Security IC Solutions: Build or Buy?November 13, 2020 by Antonio Anzaldua Jr.
Depending on the project, designers have a number of options to either etch security at the silicon level or buy a pre-fabricated and pre-programmed security IC.
An essential part of IC design is hardware security.
In the past, cybersecurity has primarily focused on software-level threats, which has, at times, left the blind spot of hardware security wide open. Once a chip is conceptualized and mapped out with logical operations, it is then produced for electrical circuits.
At most companies, it is cost-effective to send out the design to a fabrication lab that will manufacture, test, and design a fully-functional chip. While this method is fast and affordable, outsourcing chip production has brought on a rise in potential threats at both the software and hardware levels.
The typical workflow for chip design. Image used courtesy of the Center for Technology Innovation at Brookings
When should designers buy ICs with prefabricated security and when should they build it themselves? This question can be answered by weighing the budget, time, resources, and data sensitivity of a project.

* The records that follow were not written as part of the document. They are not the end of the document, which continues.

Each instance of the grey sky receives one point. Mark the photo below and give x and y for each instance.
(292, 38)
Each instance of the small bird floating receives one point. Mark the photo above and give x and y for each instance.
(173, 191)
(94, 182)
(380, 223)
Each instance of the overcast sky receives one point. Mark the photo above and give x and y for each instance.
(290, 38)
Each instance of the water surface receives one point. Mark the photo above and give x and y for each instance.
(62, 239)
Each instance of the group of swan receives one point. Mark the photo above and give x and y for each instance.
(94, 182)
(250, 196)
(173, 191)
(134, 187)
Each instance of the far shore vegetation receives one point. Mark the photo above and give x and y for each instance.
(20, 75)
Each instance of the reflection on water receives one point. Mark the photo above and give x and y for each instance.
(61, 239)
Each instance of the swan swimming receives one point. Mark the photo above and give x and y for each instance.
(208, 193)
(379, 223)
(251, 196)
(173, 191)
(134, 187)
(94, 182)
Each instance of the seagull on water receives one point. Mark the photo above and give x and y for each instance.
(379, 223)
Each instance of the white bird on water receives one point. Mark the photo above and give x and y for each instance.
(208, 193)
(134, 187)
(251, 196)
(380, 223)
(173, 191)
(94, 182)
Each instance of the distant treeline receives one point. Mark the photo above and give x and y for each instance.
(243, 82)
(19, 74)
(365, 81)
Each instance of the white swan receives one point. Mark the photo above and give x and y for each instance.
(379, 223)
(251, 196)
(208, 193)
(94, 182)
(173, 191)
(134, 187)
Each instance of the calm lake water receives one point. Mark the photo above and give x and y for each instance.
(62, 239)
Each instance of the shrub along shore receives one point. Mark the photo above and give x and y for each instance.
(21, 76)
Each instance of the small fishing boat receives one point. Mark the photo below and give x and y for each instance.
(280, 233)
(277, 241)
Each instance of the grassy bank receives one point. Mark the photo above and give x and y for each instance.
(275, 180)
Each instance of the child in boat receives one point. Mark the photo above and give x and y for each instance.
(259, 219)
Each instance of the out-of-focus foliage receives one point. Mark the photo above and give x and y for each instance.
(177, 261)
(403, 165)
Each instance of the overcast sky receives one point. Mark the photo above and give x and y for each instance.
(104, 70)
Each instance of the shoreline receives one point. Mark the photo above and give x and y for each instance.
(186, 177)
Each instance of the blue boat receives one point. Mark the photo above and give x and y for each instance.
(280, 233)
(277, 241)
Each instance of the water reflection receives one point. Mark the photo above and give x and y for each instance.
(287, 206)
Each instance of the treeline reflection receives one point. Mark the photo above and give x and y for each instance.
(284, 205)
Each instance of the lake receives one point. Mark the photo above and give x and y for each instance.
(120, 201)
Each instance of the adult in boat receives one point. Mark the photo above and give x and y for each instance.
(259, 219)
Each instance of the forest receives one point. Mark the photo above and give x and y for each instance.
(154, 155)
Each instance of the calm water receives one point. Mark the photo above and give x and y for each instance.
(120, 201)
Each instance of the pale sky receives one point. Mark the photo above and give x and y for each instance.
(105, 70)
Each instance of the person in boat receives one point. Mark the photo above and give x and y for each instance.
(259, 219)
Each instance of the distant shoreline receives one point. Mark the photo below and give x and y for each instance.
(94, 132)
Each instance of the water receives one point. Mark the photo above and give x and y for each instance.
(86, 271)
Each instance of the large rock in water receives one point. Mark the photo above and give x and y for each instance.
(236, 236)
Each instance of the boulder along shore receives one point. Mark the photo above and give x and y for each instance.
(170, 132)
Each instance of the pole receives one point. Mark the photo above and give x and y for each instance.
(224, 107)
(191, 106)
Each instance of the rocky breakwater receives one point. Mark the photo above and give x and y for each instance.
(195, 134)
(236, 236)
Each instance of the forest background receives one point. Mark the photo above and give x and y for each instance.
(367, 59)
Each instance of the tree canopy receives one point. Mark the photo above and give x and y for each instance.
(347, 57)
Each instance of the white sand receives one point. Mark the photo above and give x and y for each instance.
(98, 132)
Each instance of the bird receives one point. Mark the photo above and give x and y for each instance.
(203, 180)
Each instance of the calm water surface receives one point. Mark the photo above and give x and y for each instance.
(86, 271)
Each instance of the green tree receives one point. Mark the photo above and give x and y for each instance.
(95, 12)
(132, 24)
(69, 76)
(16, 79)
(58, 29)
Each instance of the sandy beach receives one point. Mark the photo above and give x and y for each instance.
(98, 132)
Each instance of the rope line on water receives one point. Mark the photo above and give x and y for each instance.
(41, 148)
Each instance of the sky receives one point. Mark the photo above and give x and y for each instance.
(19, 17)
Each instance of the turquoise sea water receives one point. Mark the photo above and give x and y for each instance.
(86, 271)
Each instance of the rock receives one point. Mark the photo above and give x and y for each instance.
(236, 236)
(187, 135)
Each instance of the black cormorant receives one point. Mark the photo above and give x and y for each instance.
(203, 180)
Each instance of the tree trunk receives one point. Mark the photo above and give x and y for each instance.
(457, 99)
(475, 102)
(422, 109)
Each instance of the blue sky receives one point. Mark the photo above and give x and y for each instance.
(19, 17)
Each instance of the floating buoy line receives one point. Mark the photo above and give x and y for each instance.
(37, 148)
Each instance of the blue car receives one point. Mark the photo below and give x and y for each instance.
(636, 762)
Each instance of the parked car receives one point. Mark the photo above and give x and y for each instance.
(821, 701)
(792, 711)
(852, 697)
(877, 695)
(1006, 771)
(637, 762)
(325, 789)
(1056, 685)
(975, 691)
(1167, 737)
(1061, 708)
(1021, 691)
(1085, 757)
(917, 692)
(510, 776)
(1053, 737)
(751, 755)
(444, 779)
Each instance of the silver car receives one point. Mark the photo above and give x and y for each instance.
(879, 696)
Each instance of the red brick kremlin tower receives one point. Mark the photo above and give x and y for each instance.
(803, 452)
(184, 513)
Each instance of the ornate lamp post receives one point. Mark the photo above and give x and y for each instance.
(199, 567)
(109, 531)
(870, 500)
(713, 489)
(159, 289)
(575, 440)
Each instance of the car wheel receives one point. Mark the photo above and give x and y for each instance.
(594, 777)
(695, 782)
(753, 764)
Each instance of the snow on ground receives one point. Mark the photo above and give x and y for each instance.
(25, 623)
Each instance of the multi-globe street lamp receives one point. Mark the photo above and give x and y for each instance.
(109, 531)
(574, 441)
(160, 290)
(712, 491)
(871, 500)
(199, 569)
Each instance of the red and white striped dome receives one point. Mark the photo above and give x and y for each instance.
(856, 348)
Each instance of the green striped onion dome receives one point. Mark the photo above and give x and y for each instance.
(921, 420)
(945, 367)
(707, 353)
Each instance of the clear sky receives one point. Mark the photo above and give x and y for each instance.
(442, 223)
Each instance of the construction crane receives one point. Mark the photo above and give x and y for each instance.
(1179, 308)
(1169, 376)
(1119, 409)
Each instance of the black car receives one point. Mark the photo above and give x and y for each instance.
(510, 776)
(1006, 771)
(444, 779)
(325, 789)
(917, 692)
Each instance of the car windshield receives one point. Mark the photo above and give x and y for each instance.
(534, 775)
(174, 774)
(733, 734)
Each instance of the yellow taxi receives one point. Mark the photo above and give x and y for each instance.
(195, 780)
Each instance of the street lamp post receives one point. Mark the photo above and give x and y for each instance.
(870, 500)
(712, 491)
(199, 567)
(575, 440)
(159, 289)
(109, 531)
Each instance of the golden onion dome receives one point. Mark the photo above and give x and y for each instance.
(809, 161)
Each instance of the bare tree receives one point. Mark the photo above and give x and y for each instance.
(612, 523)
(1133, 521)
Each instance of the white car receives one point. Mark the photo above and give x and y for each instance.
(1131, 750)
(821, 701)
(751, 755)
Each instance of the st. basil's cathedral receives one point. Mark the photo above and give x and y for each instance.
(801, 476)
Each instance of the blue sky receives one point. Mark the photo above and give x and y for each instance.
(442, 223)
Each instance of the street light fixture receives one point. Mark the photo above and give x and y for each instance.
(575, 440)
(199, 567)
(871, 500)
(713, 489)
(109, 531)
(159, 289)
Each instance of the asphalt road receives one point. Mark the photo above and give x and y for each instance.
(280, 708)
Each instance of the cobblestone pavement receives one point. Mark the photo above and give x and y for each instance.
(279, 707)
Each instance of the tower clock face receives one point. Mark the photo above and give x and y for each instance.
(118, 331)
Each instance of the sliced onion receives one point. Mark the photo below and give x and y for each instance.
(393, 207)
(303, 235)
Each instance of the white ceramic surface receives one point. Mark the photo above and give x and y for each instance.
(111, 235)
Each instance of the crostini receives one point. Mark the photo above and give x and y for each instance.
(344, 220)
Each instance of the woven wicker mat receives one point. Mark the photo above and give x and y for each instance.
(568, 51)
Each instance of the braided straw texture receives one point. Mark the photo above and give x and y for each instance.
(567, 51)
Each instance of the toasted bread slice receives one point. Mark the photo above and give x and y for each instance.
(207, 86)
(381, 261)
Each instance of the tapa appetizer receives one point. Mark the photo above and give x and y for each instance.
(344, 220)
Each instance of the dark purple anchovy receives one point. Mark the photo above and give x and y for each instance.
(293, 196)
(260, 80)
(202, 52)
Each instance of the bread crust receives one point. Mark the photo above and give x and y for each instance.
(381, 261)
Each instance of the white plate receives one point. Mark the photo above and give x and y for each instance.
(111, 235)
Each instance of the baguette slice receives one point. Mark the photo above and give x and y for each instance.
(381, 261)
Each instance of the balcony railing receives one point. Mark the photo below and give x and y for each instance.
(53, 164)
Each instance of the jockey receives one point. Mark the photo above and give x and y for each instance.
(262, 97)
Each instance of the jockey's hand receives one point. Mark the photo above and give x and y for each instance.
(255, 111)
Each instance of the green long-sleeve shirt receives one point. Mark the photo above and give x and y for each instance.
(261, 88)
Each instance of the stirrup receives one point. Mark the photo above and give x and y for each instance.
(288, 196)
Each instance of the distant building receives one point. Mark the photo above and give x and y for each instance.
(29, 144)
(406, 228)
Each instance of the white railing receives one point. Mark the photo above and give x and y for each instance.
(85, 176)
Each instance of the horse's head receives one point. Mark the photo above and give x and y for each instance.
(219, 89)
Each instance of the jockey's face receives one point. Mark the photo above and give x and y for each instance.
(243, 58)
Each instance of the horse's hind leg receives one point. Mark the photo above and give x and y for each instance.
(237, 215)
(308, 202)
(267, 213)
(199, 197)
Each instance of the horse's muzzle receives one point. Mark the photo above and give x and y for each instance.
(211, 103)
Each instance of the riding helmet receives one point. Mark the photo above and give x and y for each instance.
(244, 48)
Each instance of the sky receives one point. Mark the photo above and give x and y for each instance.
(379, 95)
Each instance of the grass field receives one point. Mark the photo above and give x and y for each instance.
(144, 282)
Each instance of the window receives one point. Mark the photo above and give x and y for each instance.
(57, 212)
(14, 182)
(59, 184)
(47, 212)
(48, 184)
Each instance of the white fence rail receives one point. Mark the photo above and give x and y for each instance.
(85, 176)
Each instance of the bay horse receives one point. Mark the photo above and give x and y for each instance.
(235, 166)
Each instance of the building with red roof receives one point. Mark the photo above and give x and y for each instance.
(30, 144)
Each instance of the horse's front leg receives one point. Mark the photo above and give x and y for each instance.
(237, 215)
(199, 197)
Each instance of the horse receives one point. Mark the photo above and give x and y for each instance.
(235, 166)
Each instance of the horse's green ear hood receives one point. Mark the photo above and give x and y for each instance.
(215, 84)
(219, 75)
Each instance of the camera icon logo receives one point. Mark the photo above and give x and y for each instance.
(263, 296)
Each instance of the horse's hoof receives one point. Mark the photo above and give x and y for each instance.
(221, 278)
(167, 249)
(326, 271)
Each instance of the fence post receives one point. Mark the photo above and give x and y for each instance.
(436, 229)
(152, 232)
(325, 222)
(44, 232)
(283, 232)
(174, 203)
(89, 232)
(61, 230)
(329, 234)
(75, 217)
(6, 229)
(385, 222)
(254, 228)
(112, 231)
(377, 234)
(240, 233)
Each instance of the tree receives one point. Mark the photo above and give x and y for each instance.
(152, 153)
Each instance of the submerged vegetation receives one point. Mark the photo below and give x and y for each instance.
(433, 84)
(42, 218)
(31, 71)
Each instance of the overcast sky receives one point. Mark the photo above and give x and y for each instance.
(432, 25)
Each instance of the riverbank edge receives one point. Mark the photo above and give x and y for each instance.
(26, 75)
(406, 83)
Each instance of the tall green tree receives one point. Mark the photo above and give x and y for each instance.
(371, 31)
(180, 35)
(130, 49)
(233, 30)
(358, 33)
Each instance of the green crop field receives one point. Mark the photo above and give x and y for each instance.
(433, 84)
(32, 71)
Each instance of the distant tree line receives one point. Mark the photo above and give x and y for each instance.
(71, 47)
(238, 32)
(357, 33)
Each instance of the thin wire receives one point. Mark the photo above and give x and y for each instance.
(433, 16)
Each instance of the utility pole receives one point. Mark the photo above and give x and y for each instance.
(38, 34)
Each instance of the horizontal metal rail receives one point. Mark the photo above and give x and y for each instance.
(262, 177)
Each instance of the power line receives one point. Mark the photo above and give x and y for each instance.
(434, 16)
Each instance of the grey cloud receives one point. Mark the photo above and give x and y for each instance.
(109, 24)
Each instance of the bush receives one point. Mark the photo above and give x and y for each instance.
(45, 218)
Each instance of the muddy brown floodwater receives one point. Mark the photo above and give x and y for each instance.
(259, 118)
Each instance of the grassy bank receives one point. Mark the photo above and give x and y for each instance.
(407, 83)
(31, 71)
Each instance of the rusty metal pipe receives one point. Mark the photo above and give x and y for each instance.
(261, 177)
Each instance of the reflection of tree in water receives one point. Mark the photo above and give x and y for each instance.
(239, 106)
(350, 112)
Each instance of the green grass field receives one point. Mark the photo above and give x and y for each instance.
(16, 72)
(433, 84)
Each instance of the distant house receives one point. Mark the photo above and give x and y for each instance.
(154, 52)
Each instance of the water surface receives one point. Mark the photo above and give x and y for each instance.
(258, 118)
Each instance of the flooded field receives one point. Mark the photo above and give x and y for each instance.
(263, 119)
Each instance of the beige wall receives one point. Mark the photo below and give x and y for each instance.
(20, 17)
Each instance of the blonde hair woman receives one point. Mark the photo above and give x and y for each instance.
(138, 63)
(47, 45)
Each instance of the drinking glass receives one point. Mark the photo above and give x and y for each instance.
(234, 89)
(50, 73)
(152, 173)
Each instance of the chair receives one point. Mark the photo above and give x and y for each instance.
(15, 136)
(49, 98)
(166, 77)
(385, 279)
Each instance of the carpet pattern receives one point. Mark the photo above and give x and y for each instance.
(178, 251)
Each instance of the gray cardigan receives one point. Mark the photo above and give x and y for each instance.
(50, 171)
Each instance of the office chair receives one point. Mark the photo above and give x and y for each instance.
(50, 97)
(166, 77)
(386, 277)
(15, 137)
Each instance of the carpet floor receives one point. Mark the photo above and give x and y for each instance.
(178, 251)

Methods for Ensuring Hardware Security
Detecting and preventing hardware attacks is an ongoing concern for IC designers and semiconductor manufacturers, especially in the IoT space. These attacks can cause undesired behavior, leaked information, and reverse engineering.
Diagram illustrating the vulnerable stages of chip production. Image used courtesy of the University of New Hampshire
According to the University of New Hampshire, there are some techniques IC designers can follow to secure a chip in the design stage, such as watermarking, obfuscation, split manufacturing, and establishing physical unclonable functions, among many others.
Watermarking is an identification code that leaves a nearly-invisible sequence on the hardware for IC designers to claim. A designer who purchases the chip can only access the design details once he or she inputs the correct code given to the company for access to the intellectual property.
IC metering is similar to watermarking or fingerprinting but offers a unique IC identification code assigned to chip designs. IC metering is more common than watermarking.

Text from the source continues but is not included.